¡Algo tengo qué conseguir hoy!, exclama Augusto y abandona la cama. Es media mañana y
debe aprovechar el resto del día. Rescata algo del optimismo de otros tiempos y
entra al baño; entre tanto, tararea una canción. El bebé llora, el niño ve la
televisión a alto volumen y, en la cocina, la esposa recién embarazada protesta
porque necesita ayuda. Él la ignora. Sus pensamientos se centran en las cosas
que tiene programado hacer. Es víspera de Navidad. Como todos los años, debe traer
a casa los regalos del Niño Jesús.
—¡Te vas y yo me
quedo aquí, vuelta loca! —exclama ella.
—Debo buscar empleo, otra vez; algo encontraré. Si no, tengo
pensado acudir a otros medios; lo que se dé, ayudará a que estas navidades mejoren.
—Dios te oiga —murmura por lo bajo, bastante escéptica.
El esposo se pone el tapabocas y sale a la calle.

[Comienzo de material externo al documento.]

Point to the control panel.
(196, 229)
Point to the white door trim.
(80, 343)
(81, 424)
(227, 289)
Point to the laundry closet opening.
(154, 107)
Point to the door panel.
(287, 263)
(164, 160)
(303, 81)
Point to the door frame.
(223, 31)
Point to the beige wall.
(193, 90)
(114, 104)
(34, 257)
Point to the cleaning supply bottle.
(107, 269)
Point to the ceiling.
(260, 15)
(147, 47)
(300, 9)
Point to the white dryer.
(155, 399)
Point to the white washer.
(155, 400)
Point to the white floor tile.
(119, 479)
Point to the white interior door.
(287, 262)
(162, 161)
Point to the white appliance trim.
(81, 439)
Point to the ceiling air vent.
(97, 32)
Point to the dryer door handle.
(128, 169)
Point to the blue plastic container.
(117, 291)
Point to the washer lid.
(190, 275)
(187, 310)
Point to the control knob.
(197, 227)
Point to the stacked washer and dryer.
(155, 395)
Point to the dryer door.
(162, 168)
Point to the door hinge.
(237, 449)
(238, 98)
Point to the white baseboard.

¡Dos hijos y otro en camino! El mayor, está por cumplir
los nueve. Augusto pudo haber tomado otra decisión, años atrás, cuando recibió
la noticia. En medio de las opiniones de sus amigos, eres demasiado joven
para asumir ese compromiso, no podía dejar de pensar en su madre. Una mujer
abandonada que trabajó muy duro para educarlo a él, su único hijo. No iba a
permitir que la novia atravesara por las mismas circunstancias. Con sólo diecisiete
años, después de una boda apresurada, se preparó para que ella diera a luz.
En los primeros tiempos, con la ayuda de mamá, las cosas
no fueron difíciles. Además, él y su esposa eran organizados. Luego, cuando
comenzó a trabajar en un restaurante con buenas propinas, le pudo dar a su
familia un nivel de vida que le permitía cubrir los gastos domésticos y hacer
crecer, poco a poco, sus ahorros bancarios. En estas condiciones, después de
varios años, decidieron agrandar la familia. El segundo bebé llegó en buen
momento. No obstante, a pocas semanas de que ese hijo cumpliera el primer año y
sin previo aviso, recibió la carta de despido.

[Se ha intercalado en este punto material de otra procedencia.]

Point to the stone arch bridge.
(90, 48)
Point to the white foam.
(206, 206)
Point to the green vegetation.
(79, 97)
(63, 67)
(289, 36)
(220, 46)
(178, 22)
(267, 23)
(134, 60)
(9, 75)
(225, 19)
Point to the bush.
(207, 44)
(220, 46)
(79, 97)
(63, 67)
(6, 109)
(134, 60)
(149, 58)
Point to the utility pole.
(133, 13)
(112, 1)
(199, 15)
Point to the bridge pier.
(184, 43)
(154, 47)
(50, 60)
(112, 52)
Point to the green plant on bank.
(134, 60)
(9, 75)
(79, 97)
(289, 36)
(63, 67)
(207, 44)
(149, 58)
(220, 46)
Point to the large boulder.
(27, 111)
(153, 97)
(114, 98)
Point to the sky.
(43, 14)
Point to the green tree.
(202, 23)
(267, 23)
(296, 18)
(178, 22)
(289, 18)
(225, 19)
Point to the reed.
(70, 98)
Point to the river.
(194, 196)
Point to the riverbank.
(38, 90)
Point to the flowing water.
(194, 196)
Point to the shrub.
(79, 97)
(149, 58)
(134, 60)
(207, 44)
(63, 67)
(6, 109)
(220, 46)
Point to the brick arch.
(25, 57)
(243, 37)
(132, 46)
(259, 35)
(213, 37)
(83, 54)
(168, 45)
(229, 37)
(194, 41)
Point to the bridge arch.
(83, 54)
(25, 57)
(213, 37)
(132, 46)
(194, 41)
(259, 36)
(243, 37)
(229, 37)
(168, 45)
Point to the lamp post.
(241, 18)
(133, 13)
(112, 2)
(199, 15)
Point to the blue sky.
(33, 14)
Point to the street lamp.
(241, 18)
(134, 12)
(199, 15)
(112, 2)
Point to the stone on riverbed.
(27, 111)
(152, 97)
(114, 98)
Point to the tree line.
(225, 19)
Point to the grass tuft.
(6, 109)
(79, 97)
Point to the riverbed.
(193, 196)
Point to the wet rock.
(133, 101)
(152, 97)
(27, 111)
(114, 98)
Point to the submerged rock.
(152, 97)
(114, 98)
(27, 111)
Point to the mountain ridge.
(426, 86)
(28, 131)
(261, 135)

Comenzó a buscar empleo. Como consecuencia de la crisis
económica del país, ocasionada por la pandemia, no era extraño que su esfuerzo
resultara infructuoso. Al principio, no se dejó amilanar. Aunque su madre ya no
estaba, había heredado, de ella, la casa donde vivían. Los ahorros eran
suficientes para superar la eventualidad. Pero, esta se fue alargando en el
tiempo. Sin trabajo, con el dinero en merma y un tercer hijo en camino, el
horizonte se oscurecía. Las navidades lo tomaban con, apenas, para las compras
en el abasto.
La esperanza con la que salió de casa, se desvanece. Le descorazona
cada negativa que recibe. A pesar de que los negocios han comenzado a abrir sus
puertas, la posibilidad de encontrar una vacante es difícil. Decide recurrir a
sus amigos. Es víspera de Navidad y necesita comprar lo que el hijo mayor sueña:
¡Lo haría tan feliz, si le llevo ese regalo! Obviando sus escrúpulos, decide
pedir dinero prestado; su familia merece celebrar la Nochebuena. Nada más encuentre
empleo y cobre el primer sueldo, lo devuelvo. Olvida que los amigos están
en las mismas que él. Se despide de ellos con un rictus de vergüenza.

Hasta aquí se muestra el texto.